Cope has been an almost lifelong artist who knew from age 2 she wanted to create. The “art kid” in classes, Cope was born and raised in Homer, the daughter of Tom and Sue Klinker. Homeschooled in high school, she was one of the early Connections students. That gave her the opportunity to do things like take art classes at Kachemak Bay Campus with artist and teacher Karla Freeman — “awesome,” Cope called it.
She earned her bachelor of fine arts from Oregon College of Art and Craft and lived and painted in Oregon, Wisconsin and California before returning to Homer to raise a family. Cope is married to Dan Cope and they have two girls — Elaina, 6, and Nova, almost 4.
“It’s interesting being in the town I grew up, marrying someone from here,” she said.
“Burst” came about after Halloween while Cope had been playing around with the idea of light and color in her art.

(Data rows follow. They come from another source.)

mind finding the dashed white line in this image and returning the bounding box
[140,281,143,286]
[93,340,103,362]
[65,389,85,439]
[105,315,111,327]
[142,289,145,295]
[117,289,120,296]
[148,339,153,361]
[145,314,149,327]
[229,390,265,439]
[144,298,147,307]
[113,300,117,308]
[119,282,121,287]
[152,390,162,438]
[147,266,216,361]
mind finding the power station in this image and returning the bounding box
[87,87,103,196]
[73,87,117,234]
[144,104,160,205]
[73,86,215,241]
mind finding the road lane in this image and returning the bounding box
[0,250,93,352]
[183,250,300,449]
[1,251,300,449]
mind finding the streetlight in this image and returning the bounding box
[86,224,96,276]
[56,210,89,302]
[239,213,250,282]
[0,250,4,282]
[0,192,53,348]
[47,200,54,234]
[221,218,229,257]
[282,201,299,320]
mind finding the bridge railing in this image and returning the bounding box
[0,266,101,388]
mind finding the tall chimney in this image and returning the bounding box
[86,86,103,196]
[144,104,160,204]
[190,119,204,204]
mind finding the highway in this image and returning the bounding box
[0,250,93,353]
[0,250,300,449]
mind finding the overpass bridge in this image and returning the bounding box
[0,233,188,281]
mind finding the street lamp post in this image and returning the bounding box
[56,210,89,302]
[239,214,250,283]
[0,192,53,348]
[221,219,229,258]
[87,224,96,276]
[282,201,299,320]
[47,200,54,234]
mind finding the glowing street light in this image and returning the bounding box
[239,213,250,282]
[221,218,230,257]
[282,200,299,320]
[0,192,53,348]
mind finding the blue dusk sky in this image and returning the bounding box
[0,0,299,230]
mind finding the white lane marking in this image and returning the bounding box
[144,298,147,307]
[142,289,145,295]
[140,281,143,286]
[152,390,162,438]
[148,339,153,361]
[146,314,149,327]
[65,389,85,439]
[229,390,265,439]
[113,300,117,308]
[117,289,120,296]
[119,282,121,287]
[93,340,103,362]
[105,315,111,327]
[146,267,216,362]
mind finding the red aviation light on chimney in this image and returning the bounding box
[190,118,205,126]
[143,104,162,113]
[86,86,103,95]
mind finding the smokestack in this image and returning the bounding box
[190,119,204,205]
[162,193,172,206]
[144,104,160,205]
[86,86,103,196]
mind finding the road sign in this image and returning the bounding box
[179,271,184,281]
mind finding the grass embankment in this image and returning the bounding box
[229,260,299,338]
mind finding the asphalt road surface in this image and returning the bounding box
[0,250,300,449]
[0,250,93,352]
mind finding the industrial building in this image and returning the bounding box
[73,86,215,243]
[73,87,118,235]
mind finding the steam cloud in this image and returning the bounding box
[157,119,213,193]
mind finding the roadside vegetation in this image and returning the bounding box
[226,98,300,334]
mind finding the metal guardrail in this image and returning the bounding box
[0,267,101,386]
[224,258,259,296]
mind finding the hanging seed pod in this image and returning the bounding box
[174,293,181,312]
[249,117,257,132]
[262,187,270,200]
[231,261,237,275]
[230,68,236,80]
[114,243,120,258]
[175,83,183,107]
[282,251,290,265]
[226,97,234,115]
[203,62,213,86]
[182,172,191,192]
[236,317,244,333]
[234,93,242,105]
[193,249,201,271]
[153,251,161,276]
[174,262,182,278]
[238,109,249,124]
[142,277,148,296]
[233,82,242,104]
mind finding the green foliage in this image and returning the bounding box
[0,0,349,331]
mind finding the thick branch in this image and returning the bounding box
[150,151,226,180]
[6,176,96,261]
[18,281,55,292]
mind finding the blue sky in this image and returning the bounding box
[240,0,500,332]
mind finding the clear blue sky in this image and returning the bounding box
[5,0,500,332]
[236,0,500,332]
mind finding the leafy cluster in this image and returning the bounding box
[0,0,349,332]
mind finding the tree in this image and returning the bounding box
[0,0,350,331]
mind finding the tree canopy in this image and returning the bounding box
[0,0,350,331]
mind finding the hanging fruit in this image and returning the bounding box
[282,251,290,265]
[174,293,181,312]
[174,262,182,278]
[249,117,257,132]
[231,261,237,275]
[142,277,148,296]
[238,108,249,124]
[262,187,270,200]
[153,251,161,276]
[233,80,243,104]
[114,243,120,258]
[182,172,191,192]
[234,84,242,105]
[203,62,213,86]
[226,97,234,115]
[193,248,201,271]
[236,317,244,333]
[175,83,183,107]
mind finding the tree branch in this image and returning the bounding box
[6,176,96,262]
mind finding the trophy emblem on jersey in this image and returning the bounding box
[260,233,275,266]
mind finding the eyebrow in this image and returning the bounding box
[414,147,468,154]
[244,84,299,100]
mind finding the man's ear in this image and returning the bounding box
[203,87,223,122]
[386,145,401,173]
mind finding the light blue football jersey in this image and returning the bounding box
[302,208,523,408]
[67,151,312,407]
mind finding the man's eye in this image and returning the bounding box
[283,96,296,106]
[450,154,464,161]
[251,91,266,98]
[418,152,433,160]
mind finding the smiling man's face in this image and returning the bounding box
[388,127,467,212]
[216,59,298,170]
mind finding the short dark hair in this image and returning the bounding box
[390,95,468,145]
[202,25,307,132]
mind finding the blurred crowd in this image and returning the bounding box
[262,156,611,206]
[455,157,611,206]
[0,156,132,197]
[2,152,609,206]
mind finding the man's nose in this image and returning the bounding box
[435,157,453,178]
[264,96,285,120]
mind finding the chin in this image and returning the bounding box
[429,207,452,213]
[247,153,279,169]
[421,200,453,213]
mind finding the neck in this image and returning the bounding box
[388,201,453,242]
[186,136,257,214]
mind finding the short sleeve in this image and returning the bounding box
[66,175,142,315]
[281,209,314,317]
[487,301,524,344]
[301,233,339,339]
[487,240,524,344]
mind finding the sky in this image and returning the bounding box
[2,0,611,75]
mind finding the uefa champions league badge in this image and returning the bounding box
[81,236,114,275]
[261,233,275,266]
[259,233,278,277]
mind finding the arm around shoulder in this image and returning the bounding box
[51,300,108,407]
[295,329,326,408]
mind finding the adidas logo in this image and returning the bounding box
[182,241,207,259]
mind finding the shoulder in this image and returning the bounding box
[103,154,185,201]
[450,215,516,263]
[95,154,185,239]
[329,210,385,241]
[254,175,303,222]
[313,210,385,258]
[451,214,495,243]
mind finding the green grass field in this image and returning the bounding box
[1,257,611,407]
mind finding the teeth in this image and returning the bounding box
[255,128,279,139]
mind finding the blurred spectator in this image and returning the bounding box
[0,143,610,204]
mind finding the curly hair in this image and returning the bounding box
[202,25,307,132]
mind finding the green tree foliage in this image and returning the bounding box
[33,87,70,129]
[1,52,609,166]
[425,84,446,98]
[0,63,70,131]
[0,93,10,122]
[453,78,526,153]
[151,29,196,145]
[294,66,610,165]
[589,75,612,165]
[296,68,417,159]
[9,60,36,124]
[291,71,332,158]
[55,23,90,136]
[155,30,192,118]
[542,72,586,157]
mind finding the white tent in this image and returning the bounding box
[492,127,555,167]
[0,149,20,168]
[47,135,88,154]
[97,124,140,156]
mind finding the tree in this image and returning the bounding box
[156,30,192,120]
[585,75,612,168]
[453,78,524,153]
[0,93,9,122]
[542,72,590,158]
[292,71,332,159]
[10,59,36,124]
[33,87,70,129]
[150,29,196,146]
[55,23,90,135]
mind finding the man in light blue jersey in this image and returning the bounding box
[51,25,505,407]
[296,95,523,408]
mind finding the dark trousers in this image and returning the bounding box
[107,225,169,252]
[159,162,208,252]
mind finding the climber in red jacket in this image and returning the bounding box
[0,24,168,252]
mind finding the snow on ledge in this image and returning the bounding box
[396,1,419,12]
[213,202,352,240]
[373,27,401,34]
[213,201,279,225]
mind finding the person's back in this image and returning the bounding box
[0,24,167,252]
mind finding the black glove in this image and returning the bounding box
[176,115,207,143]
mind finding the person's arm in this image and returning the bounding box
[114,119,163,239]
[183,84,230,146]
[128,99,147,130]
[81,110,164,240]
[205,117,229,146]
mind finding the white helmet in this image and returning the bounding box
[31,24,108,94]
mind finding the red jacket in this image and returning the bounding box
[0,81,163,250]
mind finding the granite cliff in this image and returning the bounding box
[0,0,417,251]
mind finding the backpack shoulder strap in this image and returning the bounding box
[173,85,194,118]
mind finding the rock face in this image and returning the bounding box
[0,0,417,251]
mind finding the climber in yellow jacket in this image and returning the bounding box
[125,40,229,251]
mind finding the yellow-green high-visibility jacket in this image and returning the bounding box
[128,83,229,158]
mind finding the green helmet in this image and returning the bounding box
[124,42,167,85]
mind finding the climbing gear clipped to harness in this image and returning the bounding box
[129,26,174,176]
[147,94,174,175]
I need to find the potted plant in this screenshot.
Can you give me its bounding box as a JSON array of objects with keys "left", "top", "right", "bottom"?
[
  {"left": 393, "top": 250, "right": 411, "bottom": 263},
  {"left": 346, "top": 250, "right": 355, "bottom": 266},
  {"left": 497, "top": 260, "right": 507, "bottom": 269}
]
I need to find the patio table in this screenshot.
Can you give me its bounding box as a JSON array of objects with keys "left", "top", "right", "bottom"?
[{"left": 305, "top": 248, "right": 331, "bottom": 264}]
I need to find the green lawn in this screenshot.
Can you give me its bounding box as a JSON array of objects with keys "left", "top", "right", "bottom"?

“I wandered into K-Bay one evening, and (K-Bay owner) Michael (McGuire) asked me if I had any work about light that would be good in the month of December,” she said. “… I thought about it a day. I looked at that big huge wall. I came up with the idea of one big painting on that wall that’s about light.”
Cope said she got “thinking about gravity, especially this time of year when we’re weighted by the darkness, but there’s also this spark of inspiration and beauty and quietness.”
The show at K-Bay also includes smaller works on the theme of light and stars.
Over the past decade, Cope’s reputation as an artist has quietly grown. A member of the Bunnell Street Arts Center board of directors, she regularly shows there, with a show last May and pieces in shows like November’s 10×10 exhibit. Cope also has helped facilitate community murals, including a recent piece at her daughter’s school, Fireweed Academy, and at the Homer Council on the Arts and the South Peninsula Athletic and Recreation Complex, or SPARC. Creating art for sale can enhance her career, she said, but so can community contributions.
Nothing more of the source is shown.